The Zircon is designated 3M22 by the Russian MoD and represents a further development of the HELA (acronym for Russian “Hypersonic Experimental Flying Vehicle”) that was on display at the MAKS airshow in 1995.
It is therefore believed to be a winged cruise missile with a lift-generating center body. A booster stage with solid-fuel engines accelerates it to a supersonic speed, at which point the scramjet motor of the second stage takes over. Its range is estimated to be from 135 to 270 nautical miles at low level, and up to 400 nautical miles in a semi-ballistic trajectory. The Zircon will be a family of missiles adaptable to various types of carriers and launchers, and so will be available in air-, surface- and underwater- launched versions.

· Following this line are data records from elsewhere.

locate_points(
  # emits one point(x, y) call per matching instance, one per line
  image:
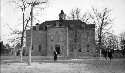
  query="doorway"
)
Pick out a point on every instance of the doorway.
point(57, 48)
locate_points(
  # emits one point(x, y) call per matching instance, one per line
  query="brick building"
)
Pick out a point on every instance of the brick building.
point(67, 37)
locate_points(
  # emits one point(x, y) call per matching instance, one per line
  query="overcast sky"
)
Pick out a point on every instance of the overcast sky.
point(11, 15)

The nuclear powered cruiser Admiral Nakhimov, which is currently being reworked in the shipyard at Severodvinsk, is expected to be the first capital ship to carry the Zircon, from 2018. Her current missile silos that carry the P-700 Granit (MoD designation 3M45) are being replaced with vertical launchers that can fire missiles of several types.

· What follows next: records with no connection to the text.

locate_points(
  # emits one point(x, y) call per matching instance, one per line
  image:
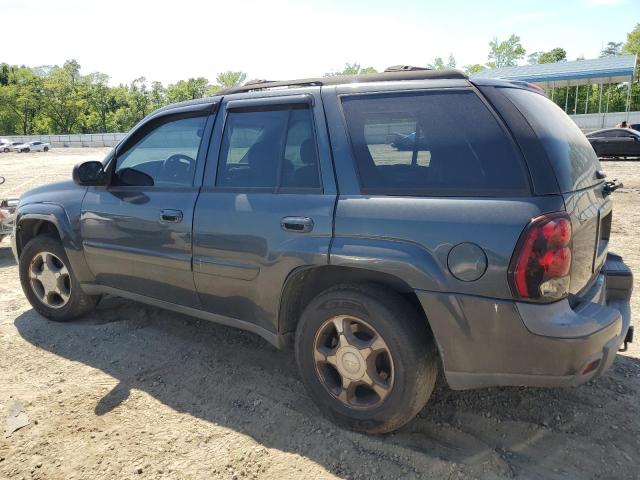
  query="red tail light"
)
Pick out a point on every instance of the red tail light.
point(541, 264)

Exportable versions of the Zircon will be limited to less than 160 nautical miles (300 km), since Russia is a signatory to the Missile Control Technology Regime (MCTR). But now that India has signed up to the MCTR, the range of the current Brahmos design could be increased to 600 km, an Indian defense analyst told AIN.
The Brahmos is already operational as a land-attack missile with the Indian Army on wheeled erector-launchers. Last month, an enhanced version was test-fired from a mobile autonomous launcher “at a much higher range than the present,” according to a statement from the Brahmos joint venture. Brahmos is also already in service with the Indian Navy as an anti-ship missile. On April 21, an Indian warship test-launched a Brahmos missile against a land target for the first time. But test firing of an air-launched version from an Indian Air Force Su-30MKI has been repeatedly delayed due to integration problems. The latest published launch date is April.
The Brahmos has a different, “fire-and-forget” GPS guidance system to its current Russian counterparts that uses an Indian chip designated G3OM. The land-based target in the latest Indian test was 290 km distant from the INS Teg frigate that launched the Brahmos.
In theory, the range of the hypersonic Brahmos II could also now be extended to 600 km. It has been under development since an Indo-Russian agreement in 2008. A scale model of the Brahmos II was displayed at the Aero India show in 2013. At that show, the former BrahMos Aerospace CEO Sivathanu Pillai described it as "a completely new missile.” He continued: “In the future, cruise missiles can be intercepted by anti-missiles. Faced with this, we must work on the new version accelerating to above Mach 5 that can complete the mission. We need to make countermeasure systems and reduce missile's signatures. We need to make it from the proper materials able to withstand the heat from high speeds. It’s going to be a very complex technology…we need at least five years to develop it.”